Azure Site Recovery for IaaS: Zone-to-Zone and Region Failover with Recovery Plans

Every DR program I have audited had the same gap: replication was healthy, the dashboards were green, and nobody could tell me the last time anyone actually failed over. Azure Site Recovery (ASR) is not hard to enable – the trap is treating “protected” as “recoverable.” A VM with a 5-minute RPO is worthless if your application boots in the wrong order, comes up with a stale IP, can’t find DNS, or needs a runbook that lives only in someone’s head. This is how to wire ASR for IaaS correctly across both an availability-zone failure and a full region loss, build recovery plans that boot a multi-tier app in dependency order, automate the messy parts with runbooks, and – the part everyone skips – prove your numbers with a test failover that never touches production.

1. Replication architecture, cache storage, and what’s actually supported

For Azure-to-Azure replication, there is no appliance and no agent server to babysit. The Mobility service extension is pushed onto each protected VM automatically. It continuously captures writes and ships them to a cache storage account in the source region first, then ASR asynchronously replicates that data to managed disks in the target region (or target zone). The cache account is the single most important component people misconfigure.

The flow is:

VM disk write -> Mobility service -> cache storage account (source region)
                                          |
                                          v
                          ASR replication -> target managed disks (target region/zone)
                                          v
                                  recovery points (crash- and app-consistent)

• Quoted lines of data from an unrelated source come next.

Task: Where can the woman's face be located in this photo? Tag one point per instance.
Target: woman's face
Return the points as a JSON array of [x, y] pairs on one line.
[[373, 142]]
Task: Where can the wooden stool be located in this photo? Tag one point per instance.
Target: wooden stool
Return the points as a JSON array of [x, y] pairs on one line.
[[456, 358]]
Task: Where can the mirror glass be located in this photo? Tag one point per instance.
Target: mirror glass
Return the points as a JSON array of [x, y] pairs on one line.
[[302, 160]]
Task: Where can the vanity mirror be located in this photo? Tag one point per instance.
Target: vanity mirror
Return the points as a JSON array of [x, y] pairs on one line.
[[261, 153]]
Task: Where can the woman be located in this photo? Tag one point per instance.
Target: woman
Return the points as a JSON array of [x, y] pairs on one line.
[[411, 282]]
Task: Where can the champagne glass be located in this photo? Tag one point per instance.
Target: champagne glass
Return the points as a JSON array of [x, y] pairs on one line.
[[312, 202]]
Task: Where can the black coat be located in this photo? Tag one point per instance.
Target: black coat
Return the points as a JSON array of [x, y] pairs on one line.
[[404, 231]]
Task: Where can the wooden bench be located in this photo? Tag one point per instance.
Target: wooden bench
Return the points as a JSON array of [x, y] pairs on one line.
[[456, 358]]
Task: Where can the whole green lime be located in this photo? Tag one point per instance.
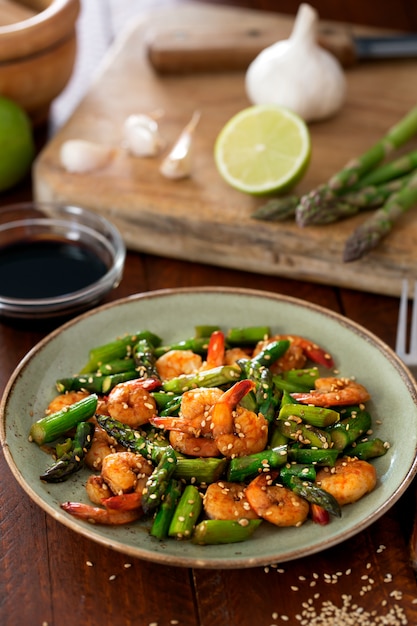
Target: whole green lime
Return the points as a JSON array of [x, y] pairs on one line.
[[17, 147]]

Rules that bite teams in production:

The cache account lives in the source region, not the target. It absorbs write bursts and decouples app I/O from cross-region replication latency. Size it on churn (write rate), not capacity.
Use a separate, dedicated cache account for ASR. Sharing it with application workloads causes throttling that shows up as RPO spikes. Use a standard general-purpose v2 account; for high-churn VMs that breach Standard limits, ASR supports a high-churn flow but you must watch for Replica Storage Throttle events.
Premium SSD / Ultra-heavy source disks are supported, but Ultra Disk is not supported as an ASR-replicated disk type at the time of writing – confirm disk SKUs against the current support matrix before you promise coverage.
Zone-to-zone requires the region to support availability zones and is configured within a single region. Region-to-region is the classic cross-region DR. The replication mechanics are identical; only the target differs.

Decide RPO at the cache layer. If the cache account is throttled or undersized, no replication policy setting will save your RPO. Provision the cache account first, separately, and monitor it as a first-class resource.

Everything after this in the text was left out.